The above final command is missing a step to set the variable "current", which is why it did not work. This should be addressed in the documentation.

  • To verify that the reservations were gone, we ran:
    pequod>show reservations for c8bb5fbb-c680-437c-be18-c02a8e433542 actor bbn-sm
    42b5b5f6-6d39-4359-b37f-5cb9f435f066    bbn-sm
            1       bbnvmsite.vm    [ closed, nascent]
            Notices: Reservation 42b5b5f6-6d39-4359-b37f-5cb9f435f066 (Slice urn:pub
            Start: Mon Feb 25 20:25:26 UTC 2013     End:Mon Mar 11 19:25:27 UTC 2013
    
    Total: 1 reservations
    

This lists the reservation as being in the "closed" state as described in the document. The document says "The next to last command should show a list of active slivers within a slice. The last command verifies that all reservations in the slice are either closed or failed". That should probably actually say "The third-to-last command...".

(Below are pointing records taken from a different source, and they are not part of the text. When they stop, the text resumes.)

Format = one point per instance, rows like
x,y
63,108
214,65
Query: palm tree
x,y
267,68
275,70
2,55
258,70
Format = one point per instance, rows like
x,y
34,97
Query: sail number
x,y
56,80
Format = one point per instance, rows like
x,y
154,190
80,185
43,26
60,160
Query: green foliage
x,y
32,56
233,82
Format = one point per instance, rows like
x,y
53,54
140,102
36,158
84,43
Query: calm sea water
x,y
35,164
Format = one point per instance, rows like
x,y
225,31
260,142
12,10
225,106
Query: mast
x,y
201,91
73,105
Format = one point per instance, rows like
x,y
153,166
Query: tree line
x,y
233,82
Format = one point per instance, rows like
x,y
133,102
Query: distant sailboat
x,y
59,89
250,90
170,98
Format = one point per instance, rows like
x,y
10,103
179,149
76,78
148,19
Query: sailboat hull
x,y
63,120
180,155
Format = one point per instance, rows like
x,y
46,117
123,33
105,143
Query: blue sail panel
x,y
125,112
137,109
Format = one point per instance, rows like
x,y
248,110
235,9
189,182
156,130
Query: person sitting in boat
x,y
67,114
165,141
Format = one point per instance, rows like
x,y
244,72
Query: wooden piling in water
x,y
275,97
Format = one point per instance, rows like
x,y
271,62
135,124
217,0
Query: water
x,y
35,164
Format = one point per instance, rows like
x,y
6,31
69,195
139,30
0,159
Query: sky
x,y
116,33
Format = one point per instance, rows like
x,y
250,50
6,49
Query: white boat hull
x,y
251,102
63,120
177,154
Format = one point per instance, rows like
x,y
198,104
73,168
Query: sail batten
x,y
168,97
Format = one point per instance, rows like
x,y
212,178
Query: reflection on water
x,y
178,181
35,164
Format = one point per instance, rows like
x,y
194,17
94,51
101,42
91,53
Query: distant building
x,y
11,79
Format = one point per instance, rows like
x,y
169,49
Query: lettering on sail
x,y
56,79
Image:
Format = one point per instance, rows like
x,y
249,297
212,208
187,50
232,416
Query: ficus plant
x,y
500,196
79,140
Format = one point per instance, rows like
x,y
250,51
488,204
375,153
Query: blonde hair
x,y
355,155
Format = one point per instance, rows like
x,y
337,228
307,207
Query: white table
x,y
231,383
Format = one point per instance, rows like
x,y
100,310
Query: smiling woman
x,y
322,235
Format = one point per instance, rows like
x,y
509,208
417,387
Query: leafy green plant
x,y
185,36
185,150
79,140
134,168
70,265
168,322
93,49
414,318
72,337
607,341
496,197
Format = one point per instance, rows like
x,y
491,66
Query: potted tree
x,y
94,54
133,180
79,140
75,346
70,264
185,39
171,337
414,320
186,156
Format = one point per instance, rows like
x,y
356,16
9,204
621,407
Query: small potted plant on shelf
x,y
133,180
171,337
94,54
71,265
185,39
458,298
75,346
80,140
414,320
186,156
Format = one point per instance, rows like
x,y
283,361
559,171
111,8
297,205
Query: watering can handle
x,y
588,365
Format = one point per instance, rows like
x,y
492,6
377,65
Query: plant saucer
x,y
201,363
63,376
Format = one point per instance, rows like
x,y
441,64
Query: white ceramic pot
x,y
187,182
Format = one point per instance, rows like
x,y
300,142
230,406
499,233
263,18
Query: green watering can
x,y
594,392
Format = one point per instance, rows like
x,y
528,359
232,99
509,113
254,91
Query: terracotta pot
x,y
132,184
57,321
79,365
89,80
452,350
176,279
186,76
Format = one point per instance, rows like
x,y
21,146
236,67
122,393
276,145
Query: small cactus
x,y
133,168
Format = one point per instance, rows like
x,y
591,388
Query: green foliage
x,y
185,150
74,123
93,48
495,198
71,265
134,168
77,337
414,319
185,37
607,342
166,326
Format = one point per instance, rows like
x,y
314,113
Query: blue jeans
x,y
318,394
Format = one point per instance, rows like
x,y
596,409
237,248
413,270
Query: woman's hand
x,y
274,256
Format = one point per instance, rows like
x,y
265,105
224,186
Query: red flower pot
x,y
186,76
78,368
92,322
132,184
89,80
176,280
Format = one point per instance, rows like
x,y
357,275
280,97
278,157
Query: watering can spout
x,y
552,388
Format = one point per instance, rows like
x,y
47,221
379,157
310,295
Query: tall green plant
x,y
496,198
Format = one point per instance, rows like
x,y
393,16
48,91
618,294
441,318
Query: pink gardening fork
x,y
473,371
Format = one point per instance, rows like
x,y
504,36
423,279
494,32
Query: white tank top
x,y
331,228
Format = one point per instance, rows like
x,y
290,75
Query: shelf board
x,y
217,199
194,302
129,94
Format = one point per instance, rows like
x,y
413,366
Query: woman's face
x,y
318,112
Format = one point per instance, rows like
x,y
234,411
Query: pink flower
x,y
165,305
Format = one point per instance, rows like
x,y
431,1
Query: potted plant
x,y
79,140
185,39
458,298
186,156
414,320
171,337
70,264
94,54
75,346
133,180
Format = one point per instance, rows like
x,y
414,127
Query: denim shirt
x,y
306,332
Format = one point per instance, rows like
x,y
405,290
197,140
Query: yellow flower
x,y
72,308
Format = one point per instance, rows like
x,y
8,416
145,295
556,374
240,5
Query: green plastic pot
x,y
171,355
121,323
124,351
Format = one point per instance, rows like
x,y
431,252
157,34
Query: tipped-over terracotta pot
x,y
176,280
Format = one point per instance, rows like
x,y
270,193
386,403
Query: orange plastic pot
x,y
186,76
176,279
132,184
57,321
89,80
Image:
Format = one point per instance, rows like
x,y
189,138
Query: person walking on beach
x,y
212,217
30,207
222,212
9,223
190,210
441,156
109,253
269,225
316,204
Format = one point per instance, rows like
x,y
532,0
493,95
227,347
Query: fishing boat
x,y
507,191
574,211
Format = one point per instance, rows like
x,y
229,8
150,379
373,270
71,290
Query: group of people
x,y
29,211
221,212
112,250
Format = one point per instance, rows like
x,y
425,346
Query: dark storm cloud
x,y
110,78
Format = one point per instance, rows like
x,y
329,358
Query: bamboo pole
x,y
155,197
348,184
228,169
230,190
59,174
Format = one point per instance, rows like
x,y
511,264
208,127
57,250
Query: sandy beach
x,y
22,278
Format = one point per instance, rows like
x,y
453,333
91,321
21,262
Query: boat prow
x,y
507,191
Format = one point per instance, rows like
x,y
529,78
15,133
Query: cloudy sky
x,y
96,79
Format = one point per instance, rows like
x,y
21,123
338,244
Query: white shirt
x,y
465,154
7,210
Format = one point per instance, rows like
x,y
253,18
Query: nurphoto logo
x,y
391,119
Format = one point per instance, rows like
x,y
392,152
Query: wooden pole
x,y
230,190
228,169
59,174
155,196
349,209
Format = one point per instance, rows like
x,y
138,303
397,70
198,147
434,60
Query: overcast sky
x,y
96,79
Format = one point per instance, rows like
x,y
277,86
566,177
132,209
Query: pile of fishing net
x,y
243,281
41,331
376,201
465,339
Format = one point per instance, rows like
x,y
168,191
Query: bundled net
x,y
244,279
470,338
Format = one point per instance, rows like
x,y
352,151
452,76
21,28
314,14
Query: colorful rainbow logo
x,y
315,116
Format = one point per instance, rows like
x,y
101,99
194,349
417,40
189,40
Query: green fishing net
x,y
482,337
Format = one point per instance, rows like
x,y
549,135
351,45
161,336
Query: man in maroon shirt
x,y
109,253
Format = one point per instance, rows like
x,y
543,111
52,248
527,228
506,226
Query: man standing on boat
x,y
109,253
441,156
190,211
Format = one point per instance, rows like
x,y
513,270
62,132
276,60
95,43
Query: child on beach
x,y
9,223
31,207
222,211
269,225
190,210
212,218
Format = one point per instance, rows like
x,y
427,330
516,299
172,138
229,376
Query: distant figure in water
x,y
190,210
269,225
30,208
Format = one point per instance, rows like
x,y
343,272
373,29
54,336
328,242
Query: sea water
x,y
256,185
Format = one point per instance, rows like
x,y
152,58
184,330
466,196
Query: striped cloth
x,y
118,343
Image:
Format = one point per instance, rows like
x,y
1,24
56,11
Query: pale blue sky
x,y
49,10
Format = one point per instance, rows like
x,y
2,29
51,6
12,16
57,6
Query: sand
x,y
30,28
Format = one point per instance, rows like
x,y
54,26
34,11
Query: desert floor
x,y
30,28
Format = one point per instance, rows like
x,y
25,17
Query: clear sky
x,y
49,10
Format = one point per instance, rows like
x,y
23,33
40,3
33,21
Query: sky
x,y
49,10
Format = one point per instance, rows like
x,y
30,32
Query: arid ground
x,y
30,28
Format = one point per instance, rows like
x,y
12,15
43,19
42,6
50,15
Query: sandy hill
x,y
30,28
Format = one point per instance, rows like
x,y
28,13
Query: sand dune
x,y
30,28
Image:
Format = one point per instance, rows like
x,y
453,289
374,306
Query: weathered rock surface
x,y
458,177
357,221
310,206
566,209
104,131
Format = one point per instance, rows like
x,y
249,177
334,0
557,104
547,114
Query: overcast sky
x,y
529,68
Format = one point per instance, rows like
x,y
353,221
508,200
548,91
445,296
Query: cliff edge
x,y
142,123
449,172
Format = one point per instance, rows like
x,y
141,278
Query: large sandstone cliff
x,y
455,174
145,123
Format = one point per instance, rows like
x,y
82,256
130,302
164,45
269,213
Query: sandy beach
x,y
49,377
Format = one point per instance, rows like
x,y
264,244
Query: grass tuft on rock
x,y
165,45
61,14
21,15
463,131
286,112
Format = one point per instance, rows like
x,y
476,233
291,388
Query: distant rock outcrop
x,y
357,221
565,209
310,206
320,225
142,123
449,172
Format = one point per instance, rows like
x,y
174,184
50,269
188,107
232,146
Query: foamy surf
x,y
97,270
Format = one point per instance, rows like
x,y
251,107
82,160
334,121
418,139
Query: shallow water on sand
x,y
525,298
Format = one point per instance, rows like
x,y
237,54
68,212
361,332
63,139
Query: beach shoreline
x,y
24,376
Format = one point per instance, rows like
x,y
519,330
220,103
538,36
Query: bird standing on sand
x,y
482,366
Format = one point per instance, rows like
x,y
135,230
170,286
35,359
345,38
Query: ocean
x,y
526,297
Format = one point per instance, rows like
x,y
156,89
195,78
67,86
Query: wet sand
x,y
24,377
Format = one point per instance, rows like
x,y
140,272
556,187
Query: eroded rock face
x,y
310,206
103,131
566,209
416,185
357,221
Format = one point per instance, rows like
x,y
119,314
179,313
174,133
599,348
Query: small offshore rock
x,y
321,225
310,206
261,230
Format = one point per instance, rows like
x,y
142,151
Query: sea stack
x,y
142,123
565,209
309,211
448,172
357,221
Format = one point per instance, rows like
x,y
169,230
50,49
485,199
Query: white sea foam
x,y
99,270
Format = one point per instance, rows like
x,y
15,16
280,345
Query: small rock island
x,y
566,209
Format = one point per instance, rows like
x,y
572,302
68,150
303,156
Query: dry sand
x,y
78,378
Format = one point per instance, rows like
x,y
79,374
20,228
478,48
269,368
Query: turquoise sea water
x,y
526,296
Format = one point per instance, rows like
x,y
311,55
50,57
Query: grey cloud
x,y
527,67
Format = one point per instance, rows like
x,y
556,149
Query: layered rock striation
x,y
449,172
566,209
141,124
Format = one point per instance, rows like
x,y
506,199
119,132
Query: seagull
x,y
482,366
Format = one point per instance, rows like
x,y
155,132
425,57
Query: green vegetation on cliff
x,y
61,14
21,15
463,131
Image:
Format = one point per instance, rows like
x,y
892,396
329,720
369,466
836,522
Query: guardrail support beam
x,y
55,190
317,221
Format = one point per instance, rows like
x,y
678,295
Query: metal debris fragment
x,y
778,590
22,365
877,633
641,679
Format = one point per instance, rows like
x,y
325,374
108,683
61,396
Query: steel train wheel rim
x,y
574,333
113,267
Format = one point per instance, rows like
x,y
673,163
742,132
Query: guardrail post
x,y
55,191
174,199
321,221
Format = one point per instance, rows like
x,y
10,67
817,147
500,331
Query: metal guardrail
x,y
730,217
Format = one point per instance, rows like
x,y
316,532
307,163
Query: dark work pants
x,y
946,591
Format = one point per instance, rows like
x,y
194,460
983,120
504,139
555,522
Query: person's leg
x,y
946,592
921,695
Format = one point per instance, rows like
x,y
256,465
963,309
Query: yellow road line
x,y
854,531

Step 5C (verify): Documented procedure includes a step to follow up with GMOC

Using:

  • Local site ES procedure

Verify:

  • There is a step for the site administrator to follow up with the GMOC that a sliver has been shut down

Results of testing step 5C: 2013-03-06

  • The GMOC ack-ed my ack at 3:01 PM EST, although I don't think that is a requirement.
  • There is a step to follow up with the GMOC, and I did so at 3:11 PM EST.

Step 6 (verify): Sliver shut down procedure includes a clean-up step (if necessary)

Using:

  • Documented ExoGENI sliver shut down procedure

Verify:

  • Ensure the ExoGENI sliver shut down procedure contains a recovery step describing what to do if the shut down affects other experimenters.

Results of testing step 6: 2013-03-06

  • Other slices (including tuptymon and jbs16) were not affected by us shutting down jbs15.
  • There were no clean up steps necessary for the pieces involving the ExoGENI doc in today's test.